The research arm of the world’s largest shipbroker said that slower sailing speeds and the time taken to retrofit energy-saving technology on board vessels would absorb tonnage from the trading fleet as shipowners take steps to comply with environmental regulations like the Energy Efficiency Existing Ship Index and Carbon Intensity Indicator.
This will provide some support to bulker markets in the face of an expected slowdown in bulker demand growth, according to Clarksons, which outlined a “moderate” outlook for 2024.
“Current projections suggest bulker demand growth may fall just below fleet growth (both [circa] 2%), despite a limited delivery schedule and potential for increased demolition,” the firm said in its Dry Bulk Trade Outlook for October, published on Thursday.

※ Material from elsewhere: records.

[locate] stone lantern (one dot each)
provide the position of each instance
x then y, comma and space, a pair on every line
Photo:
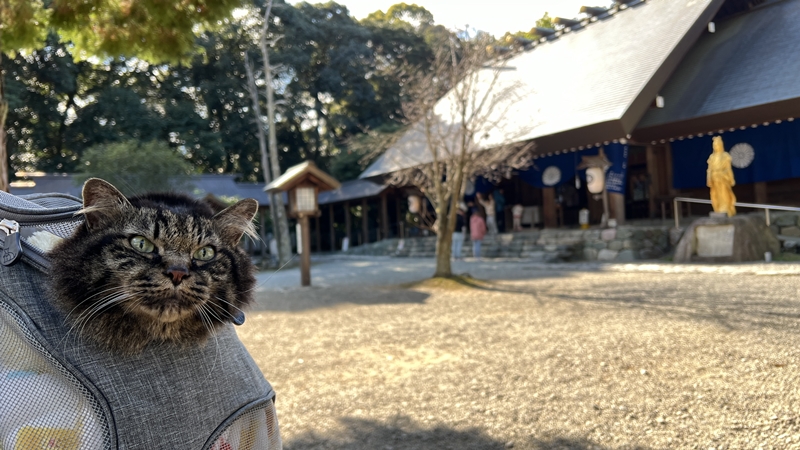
303, 183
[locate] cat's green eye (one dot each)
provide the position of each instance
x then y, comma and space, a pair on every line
142, 244
204, 254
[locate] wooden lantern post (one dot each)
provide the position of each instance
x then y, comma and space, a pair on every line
303, 183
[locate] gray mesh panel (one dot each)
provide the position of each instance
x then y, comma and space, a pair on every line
256, 429
43, 405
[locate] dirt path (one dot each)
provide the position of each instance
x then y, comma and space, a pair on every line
562, 357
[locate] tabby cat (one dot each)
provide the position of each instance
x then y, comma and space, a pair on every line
152, 269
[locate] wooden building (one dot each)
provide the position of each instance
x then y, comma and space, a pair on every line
650, 82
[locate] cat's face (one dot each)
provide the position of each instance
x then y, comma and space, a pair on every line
157, 267
172, 265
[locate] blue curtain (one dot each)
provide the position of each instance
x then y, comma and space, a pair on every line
775, 155
566, 164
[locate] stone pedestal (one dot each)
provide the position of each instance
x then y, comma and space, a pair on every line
719, 238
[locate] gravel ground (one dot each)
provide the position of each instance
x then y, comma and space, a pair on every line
540, 357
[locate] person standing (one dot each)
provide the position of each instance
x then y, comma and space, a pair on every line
489, 212
477, 230
517, 211
500, 209
458, 234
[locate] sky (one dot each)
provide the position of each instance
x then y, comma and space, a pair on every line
493, 16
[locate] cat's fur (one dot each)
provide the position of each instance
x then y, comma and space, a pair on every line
124, 299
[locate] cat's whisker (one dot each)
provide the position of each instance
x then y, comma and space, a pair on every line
263, 283
110, 280
203, 312
231, 304
98, 308
223, 310
81, 321
104, 291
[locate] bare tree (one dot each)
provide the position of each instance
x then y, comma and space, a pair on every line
252, 89
461, 113
280, 224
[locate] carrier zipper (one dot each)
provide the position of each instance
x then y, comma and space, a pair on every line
13, 247
10, 247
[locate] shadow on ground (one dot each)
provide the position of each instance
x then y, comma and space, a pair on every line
403, 434
303, 299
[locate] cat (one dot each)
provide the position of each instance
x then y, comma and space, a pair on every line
152, 269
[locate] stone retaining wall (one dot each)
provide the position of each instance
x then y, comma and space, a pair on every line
624, 243
787, 226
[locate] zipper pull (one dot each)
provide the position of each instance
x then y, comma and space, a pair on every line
10, 246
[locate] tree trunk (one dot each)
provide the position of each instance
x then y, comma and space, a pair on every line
3, 113
276, 201
444, 245
262, 145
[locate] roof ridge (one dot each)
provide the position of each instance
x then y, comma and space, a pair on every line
582, 23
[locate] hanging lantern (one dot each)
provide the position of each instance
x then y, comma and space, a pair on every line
595, 179
414, 204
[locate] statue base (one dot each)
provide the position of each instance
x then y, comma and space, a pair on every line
719, 238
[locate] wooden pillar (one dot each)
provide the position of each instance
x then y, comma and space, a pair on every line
655, 181
263, 233
761, 192
305, 257
332, 223
348, 225
400, 219
617, 207
549, 212
365, 220
318, 226
668, 163
384, 216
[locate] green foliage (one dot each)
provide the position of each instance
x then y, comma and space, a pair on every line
135, 167
23, 24
335, 78
545, 22
153, 30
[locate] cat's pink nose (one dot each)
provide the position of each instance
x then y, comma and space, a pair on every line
177, 274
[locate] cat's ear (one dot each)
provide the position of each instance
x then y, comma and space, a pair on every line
235, 221
101, 202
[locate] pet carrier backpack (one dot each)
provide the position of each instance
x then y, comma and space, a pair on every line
57, 392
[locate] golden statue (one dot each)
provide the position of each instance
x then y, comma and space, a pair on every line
719, 178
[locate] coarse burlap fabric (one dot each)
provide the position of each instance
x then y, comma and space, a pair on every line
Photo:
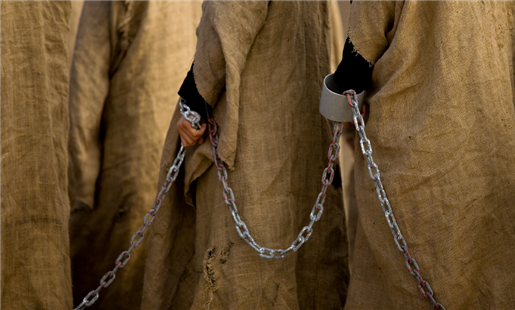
34, 208
263, 76
442, 128
129, 61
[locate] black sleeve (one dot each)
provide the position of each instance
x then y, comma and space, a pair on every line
194, 100
353, 72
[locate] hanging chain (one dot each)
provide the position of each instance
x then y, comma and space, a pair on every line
137, 238
373, 171
316, 211
241, 227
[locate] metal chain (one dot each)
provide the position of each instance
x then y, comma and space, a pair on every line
373, 171
137, 238
186, 113
316, 211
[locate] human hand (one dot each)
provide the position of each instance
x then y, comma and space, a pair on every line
189, 135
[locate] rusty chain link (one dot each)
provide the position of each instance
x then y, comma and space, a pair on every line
241, 227
137, 238
373, 171
316, 211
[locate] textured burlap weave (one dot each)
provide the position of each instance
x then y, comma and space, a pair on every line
34, 208
263, 76
442, 127
129, 62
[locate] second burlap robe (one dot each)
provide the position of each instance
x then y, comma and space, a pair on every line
129, 61
263, 76
442, 129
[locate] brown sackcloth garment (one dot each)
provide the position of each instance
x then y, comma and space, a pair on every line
130, 59
34, 208
442, 129
263, 75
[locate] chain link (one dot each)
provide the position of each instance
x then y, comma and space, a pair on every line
137, 238
186, 113
316, 211
373, 170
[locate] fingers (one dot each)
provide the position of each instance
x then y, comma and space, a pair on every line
189, 135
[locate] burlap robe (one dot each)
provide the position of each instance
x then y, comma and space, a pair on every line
129, 62
34, 208
263, 75
442, 129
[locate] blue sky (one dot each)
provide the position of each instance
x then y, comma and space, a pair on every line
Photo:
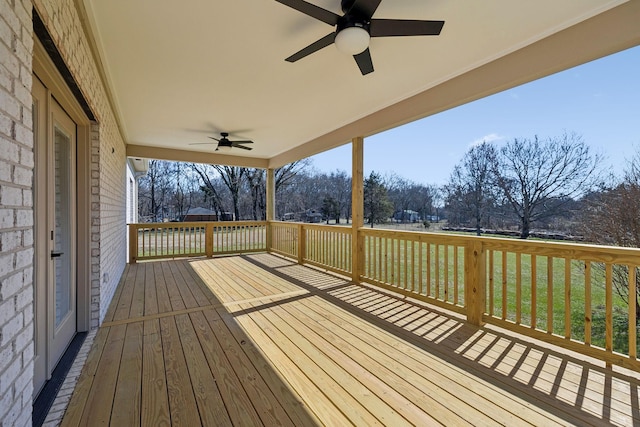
599, 100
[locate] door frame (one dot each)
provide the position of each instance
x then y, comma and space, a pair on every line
46, 71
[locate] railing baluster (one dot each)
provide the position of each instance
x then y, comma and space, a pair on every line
549, 295
504, 285
491, 283
632, 312
608, 336
534, 289
567, 298
587, 303
518, 288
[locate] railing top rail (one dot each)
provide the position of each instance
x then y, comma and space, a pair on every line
584, 251
179, 224
335, 228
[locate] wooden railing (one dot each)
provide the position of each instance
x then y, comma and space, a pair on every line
561, 293
427, 266
185, 239
327, 246
558, 292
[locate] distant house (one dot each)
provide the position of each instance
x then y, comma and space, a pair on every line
200, 214
313, 216
406, 216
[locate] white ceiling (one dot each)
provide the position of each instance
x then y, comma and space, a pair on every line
180, 71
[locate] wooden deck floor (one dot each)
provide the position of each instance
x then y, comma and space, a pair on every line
258, 340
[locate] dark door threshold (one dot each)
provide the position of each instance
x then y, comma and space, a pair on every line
48, 394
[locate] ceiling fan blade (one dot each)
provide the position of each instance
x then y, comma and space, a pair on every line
364, 62
364, 8
404, 27
313, 47
312, 10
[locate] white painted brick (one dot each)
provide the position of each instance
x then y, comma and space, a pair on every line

“A range of other factors have potential to support market trends, including vessel speeds and increased [energy-saving technology] retrofit time as environmental regulations impact.
“However, uncertainty remains on the demand side, including risks around the global macroeconomic backdrop, whilst there is also uncertainty around Chinese dry bulk demand given ongoing challenges in the property sector and sensitivity to government coal policy.”
A more significant turnaround for bulker markets could come in 2025, if global macroeconomic conditions improve broadly. In such a scenario, Clarksons thinks the dry bulk trade will grow by 1.5% in tonnes or by around 2% in terms of tonne-miles, while fleet growth remains below 1%.
“However, the ambition and implementation of ‘green’ policies in key economies is likely to become a key underlying factor in demand for some dry bulk cargoes (e.g. coal) going forwards,” the firm noted in its report.
The global bulker fleet’s average speed this year to date is down by 1.7%, compared to the same period last year on the back of softer markets. It averaged 10.9 knots during September.
Port congestion this year to date has averaged 30.5% of the live fleet in terms of deadweight tonnage, down by just over 2% compared to the same period in 2022. Around 28.9% of bulker tonnage was tied up by congestion last month.
The tonne-mile trade is expected to grow by 4.6% this year but net fleet growth, congestion and slower sailing have boosted the trading fleet’s active capacity this year. Clarksons said this means demand growth in 2023 will be just 3% above the 2021 level in terms of tonne-miles, while bulker fleet capacity will have grown by 6% over the same period.
The firm expects the tonne-mile trade to grow by 1.8% next year and by 1.6% the year after.
Going forward, the low orderbook will continue to be supportive. The global bulker orderbook remains at a near 30-year low of less than 8% of fleet capacity.
Clarksons expects overall bulker fleet growth to remain steady at 2.9% in 2023, before slowing to 2.2% next year and 0.9% in 2025.